Most people have heard about the opioid crisis, but most people don’t realize just how bad it is. As someone from the area, it seems like nobody cares. We rarely get any governmental help. Our healthcare is plagued by over-prescribed opioids and our schools are underfunded. (My high school couldn’t afford more than one pack of paper per teacher.) It looks like nothing will ever change, and this makes sense. First, Eastern Kentuckians have no group to cling to. Eastern Kentuckians are primarily white, Protestant Christians — over a quarter are Baptist alone — and that’s the majority of the United States. There is no identity to rally behind to cry for help. People don’t care if a portion of their country is suffering if there is no defining and identifiable characteristic of that group. People believe that Eastern Kentuckians are white trash, and that group deserves whatever misfortune comes their way. Second, our problem relates to mental health. The U.S.’s view of mental health is one characterized by social stigma: drug abuse is for people with weak morals and willpower. When your region is dying from prescriptions, people are quick to say that you just should get over it and stop taking pills.

I don’t have a solution, but no one seems to. A simple solution is hard to find for a crisis this complex.

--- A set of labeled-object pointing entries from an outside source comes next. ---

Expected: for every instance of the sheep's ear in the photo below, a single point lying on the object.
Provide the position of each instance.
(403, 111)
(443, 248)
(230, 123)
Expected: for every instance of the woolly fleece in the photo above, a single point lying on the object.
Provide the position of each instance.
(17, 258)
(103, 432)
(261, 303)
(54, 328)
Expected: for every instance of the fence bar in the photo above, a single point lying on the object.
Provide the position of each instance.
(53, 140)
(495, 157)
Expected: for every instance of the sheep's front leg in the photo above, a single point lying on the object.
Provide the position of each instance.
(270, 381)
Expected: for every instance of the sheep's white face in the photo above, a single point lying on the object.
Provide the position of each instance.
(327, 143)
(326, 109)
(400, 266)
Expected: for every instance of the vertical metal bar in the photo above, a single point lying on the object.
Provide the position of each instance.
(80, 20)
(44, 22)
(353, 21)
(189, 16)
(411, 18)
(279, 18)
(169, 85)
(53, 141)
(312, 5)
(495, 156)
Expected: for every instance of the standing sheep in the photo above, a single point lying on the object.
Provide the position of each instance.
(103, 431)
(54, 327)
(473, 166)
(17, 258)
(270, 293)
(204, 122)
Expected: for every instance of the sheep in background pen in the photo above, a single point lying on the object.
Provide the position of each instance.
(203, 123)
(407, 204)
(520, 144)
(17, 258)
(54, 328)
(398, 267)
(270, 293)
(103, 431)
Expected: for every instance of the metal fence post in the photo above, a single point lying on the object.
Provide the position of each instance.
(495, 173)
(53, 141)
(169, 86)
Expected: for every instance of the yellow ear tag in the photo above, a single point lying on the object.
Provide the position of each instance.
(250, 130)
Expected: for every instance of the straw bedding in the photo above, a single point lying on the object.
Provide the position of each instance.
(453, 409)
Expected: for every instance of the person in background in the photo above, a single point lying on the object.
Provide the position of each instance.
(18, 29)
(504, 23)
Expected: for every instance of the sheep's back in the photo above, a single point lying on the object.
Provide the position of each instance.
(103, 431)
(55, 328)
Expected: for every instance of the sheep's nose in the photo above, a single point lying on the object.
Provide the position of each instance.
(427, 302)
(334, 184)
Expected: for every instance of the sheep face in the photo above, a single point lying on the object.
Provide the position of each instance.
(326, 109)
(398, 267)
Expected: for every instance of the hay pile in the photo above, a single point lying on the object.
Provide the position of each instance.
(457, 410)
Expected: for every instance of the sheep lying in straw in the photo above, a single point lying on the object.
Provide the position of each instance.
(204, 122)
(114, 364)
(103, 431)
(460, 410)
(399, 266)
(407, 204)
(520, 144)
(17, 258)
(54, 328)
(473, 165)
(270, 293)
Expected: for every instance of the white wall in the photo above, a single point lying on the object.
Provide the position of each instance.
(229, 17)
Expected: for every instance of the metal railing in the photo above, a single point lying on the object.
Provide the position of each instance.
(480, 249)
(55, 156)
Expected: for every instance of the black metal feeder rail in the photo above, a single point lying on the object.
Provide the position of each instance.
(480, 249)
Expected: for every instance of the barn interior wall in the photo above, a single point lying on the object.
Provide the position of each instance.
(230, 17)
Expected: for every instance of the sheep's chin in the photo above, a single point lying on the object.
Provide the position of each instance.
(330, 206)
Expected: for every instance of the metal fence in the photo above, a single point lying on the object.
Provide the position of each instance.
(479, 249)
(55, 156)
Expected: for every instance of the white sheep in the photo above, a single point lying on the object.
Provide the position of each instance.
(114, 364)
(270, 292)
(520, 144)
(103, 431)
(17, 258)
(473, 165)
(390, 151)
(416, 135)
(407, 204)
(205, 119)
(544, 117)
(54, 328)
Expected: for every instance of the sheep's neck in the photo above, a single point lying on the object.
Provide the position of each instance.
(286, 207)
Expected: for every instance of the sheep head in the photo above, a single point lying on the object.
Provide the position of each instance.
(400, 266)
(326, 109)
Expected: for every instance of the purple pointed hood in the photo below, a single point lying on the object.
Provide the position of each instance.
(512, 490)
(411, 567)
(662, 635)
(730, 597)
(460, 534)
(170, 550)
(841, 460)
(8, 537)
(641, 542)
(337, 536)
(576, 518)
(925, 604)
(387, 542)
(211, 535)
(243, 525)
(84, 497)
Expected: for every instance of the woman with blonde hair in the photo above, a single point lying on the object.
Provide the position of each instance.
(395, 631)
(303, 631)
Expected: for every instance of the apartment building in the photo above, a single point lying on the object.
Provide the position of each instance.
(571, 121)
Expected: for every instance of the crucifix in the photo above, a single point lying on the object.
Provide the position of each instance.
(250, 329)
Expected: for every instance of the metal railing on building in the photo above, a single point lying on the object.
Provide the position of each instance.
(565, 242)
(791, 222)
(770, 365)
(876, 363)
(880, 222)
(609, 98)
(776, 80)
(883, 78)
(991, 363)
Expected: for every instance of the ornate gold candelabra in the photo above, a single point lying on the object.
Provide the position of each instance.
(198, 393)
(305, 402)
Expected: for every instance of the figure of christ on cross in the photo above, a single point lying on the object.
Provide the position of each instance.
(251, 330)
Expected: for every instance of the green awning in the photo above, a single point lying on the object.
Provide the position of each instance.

I’m just asking for someone to actually pay attention. Some of our poorest, unhealthiest areas are not reported about, despite our “desire” for economic equality. This problem is a national problem, and it deserves national attention.

When I walk down the streets of my hometown, I see people strung out on whatever drug they could get their hands on. I see new businesses that have opened and closed within a year. I see a general state of depression. What I don’t see is that Eastern Kentucky hillbilly. That stereotypical hillbilly — the jolly, dumb, old drunk who has fallen prey to the arms of poverty. He fell to the lack of governmental foresight and is now stuck because of a lack of care. That hillbilly is dying from oxycontin, heroin, fentanyl. He cries out, but nobody listens. For he is just a hillbilly, what would he know?